Procyclin gene expression and loss of the variant surface glycoprotein during differentiation of Trypanosoma brucei

• Published in: The Journal of cell biology Vol. 108; no. 2; pp. 737 - 746
• Main Authors: Roditi, I, Schwarz, H, Pearson, T.W, Beecroft, R.P, Liu, M.K, Richardson, J.P, Buhring, H.J, Pleiss, J, Bulow, R, Williams, R.O, Overath, P
• Format: Journal Article
• Language: English
• Published: New York, NY Rockefeller University Press 01.02.1989; The Rockefeller University Press
• Subjects: Amino Acid Sequence; Animals; Antibodies; Biological and medical sciences; Bloodstream forms; Cell Differentiation; Cell membranes; DIFERENCIACION; DIFFERENCIATION; DIFFERENTIATION; DNA Probes; Electrophoresis, Polyacrylamide Gel; Flow Cytometry; Fluorescent Antibody Technique; Fundamental and applied biological sciences.

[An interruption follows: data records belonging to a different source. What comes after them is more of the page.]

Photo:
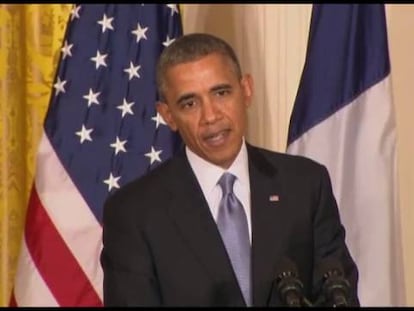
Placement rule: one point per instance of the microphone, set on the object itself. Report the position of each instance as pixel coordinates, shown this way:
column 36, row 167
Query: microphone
column 335, row 287
column 288, row 285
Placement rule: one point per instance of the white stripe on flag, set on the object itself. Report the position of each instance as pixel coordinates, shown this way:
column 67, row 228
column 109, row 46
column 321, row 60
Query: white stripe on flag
column 70, row 213
column 357, row 144
column 30, row 288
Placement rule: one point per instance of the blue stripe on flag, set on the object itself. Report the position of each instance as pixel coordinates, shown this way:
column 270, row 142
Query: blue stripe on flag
column 132, row 37
column 345, row 56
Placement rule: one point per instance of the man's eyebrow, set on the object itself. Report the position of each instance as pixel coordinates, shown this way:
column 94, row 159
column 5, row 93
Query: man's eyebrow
column 185, row 97
column 224, row 86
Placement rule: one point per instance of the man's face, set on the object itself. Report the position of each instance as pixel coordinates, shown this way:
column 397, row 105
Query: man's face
column 207, row 104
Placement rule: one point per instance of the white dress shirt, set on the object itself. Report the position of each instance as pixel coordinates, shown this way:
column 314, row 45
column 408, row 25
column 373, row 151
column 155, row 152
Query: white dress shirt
column 208, row 175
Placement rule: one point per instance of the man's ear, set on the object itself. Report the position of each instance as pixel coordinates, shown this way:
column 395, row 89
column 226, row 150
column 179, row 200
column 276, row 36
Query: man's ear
column 247, row 85
column 164, row 110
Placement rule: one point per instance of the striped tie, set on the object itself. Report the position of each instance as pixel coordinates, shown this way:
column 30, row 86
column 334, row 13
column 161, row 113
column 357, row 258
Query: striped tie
column 232, row 224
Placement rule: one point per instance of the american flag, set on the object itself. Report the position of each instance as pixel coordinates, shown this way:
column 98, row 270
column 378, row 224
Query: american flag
column 101, row 131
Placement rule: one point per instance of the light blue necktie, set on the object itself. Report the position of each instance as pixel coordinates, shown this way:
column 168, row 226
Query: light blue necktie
column 232, row 224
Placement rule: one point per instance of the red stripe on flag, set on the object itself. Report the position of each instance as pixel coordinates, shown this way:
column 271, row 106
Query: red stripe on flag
column 12, row 300
column 54, row 260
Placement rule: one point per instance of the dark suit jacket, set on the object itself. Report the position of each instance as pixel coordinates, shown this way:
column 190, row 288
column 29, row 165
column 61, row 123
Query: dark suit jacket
column 162, row 246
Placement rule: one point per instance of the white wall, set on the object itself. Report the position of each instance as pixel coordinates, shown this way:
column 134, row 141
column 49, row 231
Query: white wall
column 271, row 42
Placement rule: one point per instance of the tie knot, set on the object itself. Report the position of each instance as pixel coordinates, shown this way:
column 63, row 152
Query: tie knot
column 226, row 183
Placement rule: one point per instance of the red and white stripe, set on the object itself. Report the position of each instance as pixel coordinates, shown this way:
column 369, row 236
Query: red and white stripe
column 59, row 260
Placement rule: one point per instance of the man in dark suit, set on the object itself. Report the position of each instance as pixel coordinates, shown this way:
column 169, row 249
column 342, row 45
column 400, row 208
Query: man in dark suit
column 161, row 241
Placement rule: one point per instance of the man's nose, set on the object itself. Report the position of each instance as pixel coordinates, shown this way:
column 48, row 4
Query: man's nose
column 210, row 111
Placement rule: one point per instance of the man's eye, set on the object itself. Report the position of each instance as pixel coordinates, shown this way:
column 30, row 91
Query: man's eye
column 189, row 103
column 222, row 92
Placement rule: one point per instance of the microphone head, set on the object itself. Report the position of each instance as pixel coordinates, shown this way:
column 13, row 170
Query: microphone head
column 335, row 287
column 288, row 285
column 285, row 268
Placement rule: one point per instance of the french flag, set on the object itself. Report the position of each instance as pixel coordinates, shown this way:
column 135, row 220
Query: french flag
column 343, row 117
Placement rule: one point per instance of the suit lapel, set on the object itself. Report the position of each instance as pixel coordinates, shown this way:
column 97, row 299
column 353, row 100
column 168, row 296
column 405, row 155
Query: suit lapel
column 192, row 216
column 267, row 224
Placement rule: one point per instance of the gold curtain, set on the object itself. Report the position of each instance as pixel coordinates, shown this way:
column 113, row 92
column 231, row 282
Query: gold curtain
column 30, row 39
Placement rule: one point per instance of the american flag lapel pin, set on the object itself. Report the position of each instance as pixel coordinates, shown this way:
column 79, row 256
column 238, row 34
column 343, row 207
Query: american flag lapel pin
column 274, row 198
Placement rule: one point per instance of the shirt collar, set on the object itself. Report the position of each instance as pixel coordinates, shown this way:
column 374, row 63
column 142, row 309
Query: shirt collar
column 208, row 174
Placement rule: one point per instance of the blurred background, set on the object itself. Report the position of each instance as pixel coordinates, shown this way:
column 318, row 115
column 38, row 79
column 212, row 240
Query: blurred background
column 271, row 42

Psychology; Gels; GENE; Gene expression; Gene Expression Regulation; GENES; GLICOPROTEINAS; GLYCOPROTEINE; GLYCOPROTEINS; Kinetics; Membrane glycoproteins; Messenger RNA; Microscopy; Microscopy, Electron; Molecular and cellular biology; Molecular genetics; Molecular Sequence Data; Molecular Structure; Nucleic Acid Hybridization; Procyclic forms; Protein Conformation; RNA; RNA, Messenger - biosynthesis; TRYPANOSOMA; Trypanosoma brucei; Trypanosoma brucei brucei - genetics; Trypanosoma brucei brucei - growth & development; Trypanosoma brucei brucei - metabolism; Trypanosome; Variant Surface Glycoproteins, Trypanosoma - metabolism; Protozoa; RNA; Antibody; Gel electrophoresis; Glycoproteins; Gene expression; Cell surface; Gene; Rhizoflagellata; Isolation; Immunoelectron microscopy; Differentiation; Immunofluorescence; Trypanosoma brucei; Nucleic acid
• ISSN: 0021-9525; 1540-8140
• DOI: 10.1083/jcb.108.2.737

In the mammalian host, the unicellular flagellate Trypanosoma brucei is covered by a dense surface coat that consists of a single species of macro-molecule, the membrane form of the variant surface glycoprotein (mfVSG). After uptake by the insect vector, the tsetse fly, bloodstream-form trypanosomes differentiate to procyclic forms in the fly midgut. Differentiation is characterized by the loss of the mfVSG coat and the acquisition of a new surface glycoprotein, procyclin. In this study, the change in surface glycoprotein composition during differentiation was investigated in vitro. After triggering differentiation, a rapid increase in procyclin-specific mRNA was observed. In contrast, there was a lag of several hours before procyclin could be detected. Procyclin was incorporated and uniformly distributed in the surface coat. The VSG coat was subsequently shed. For a single cell, it took 12-16 h to express a maximum level of procyclin at the surface while the loss of the VSG coat required ∼4 h. The data are discussed in terms of the possible molecular arrangement of mfVSG and procyclin at the cell surface. Molecular modeling data suggest that a (Asp-Pro)2 (Glu-Pro)22-29 repeat in procyclin assumes a cylindrical shape 14-18 nm in length and 0.9 nm in diameter. This extended shape would enable procyclin to interdigitate between the mfVSG molecules during differentiation, exposing epitopes beyond the 12-15-nm-thick VSG coat.